The increased use of ad blockers is worrying for content publishers who rely on online advertising for revenue. Efforts are underway to educate users of the necessity of ads, while simultaneously convincing publishers to adopt advertising methods less frustrating for the average site visitor.
The Interactive Advertising Bureau recently released a study that found 26 percent of the people they surveyed are active users of ad blockers.
“At the end of the day, advertising funds the internet,” Alanna Gombert said, general manager for the IAB Tech Lab. “It provides for free content, and it provides for an experience for consumers that they wouldn’t ordinarily have if they had to pay for a subscription.”
“Consumers need to understand that, and vice versa, the digital advertising ecosystem has to make that experience better,” she added.
The report estimates that about two-thirds of the population that uses ad blockers could be convinced to turn them off if publishers adopt improved user experience methods, such as getting rid of content-covering ads, giving users more control over the ads they see and making clear that users aren’t being tracked by ads.
For people who insist on blockers, it advises showing messages that explain the necessity of ads along with deals, like small subscription fees, to see fewer of them.
Gombert said some news organizations have indicated some success in using such efforts.
“They are seeing consumers respond to their messages,” Gombert said. “They are seeing increased adoption, and in some cases, they’re seeing, when offered a lighter ad experience, consumers are spending more time on the page.”
For many, issues of security and privacy are the main drivers of blocking ads.
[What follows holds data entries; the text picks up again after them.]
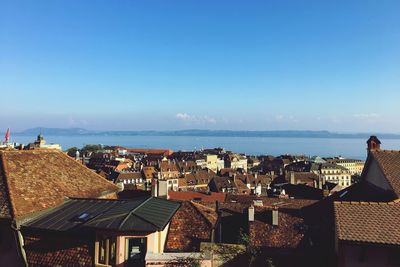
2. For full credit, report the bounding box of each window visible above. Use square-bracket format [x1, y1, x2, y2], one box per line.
[388, 248, 400, 266]
[96, 237, 117, 265]
[97, 239, 107, 264]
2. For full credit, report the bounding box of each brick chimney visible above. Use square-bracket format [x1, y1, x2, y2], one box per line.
[248, 205, 254, 222]
[367, 135, 381, 154]
[271, 207, 279, 226]
[290, 171, 296, 184]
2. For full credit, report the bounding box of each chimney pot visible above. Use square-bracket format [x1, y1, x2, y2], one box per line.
[290, 171, 296, 184]
[248, 205, 254, 222]
[272, 208, 279, 226]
Many ads utilize tracking code that collects information on the online behaviors of users.
“It’s not the advertising that bugs me,” said Jeremy Gillula, senior staff technologist at the Electronic Frontier Foundation. “It’s the tracking, because it’s all about the privacy.”
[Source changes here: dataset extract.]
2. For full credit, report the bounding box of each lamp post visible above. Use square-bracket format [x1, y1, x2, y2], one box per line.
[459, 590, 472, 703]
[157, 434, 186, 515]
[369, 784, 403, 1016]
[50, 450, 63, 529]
The EFF makes Privacy Badger, which blocks tracking ads from loading. Gillula said about 750,000 people are actively using Privacy Badger. He said publishers would still be able to show advertisements simply by removing tracking.
“If there is a revolution, and the advertisers move away from tracking, then it just means that Privacy Badger will stop blocking their ads,” Gillula said.
Regardless of the efforts to reduce ad blocker usage, some think it’s inevitable that the majority of people will eventually install them.
“The blocked web is steadily growing, and the normal web is steadily but slowly shrinking,” said Johnny Ryan, head of ecosystem at PageFair, a company that tracks ad blocker data. “It’s moving in only one direction.”
Ryan views the ad-blocked browsing experience as an opportunity, partly because his company offers advertisements that will show up even when someone is using an ad blocker.
“That is actually a new premium space for brand marketers and therefore also for publishers, and it’s a premium space, because it’s the only space on the web where the audience actually has any attention,” Ryan said.
The current effort to reform digital advertising could be necessary for keeping those advertisements from getting out of control, according to Ryan.
“We’ve had to think long term about what those ads should be, and how do we not corrupt the blocked web with the mistakes that have really been a disaster for the normal web,” Ryan said.
What does that blocker-proof, responsible ad look like?
“It’s simply a rectangle or a square with a picture of a product and some writing,” Ryan said. “It looks like ads have looked for many, many years.”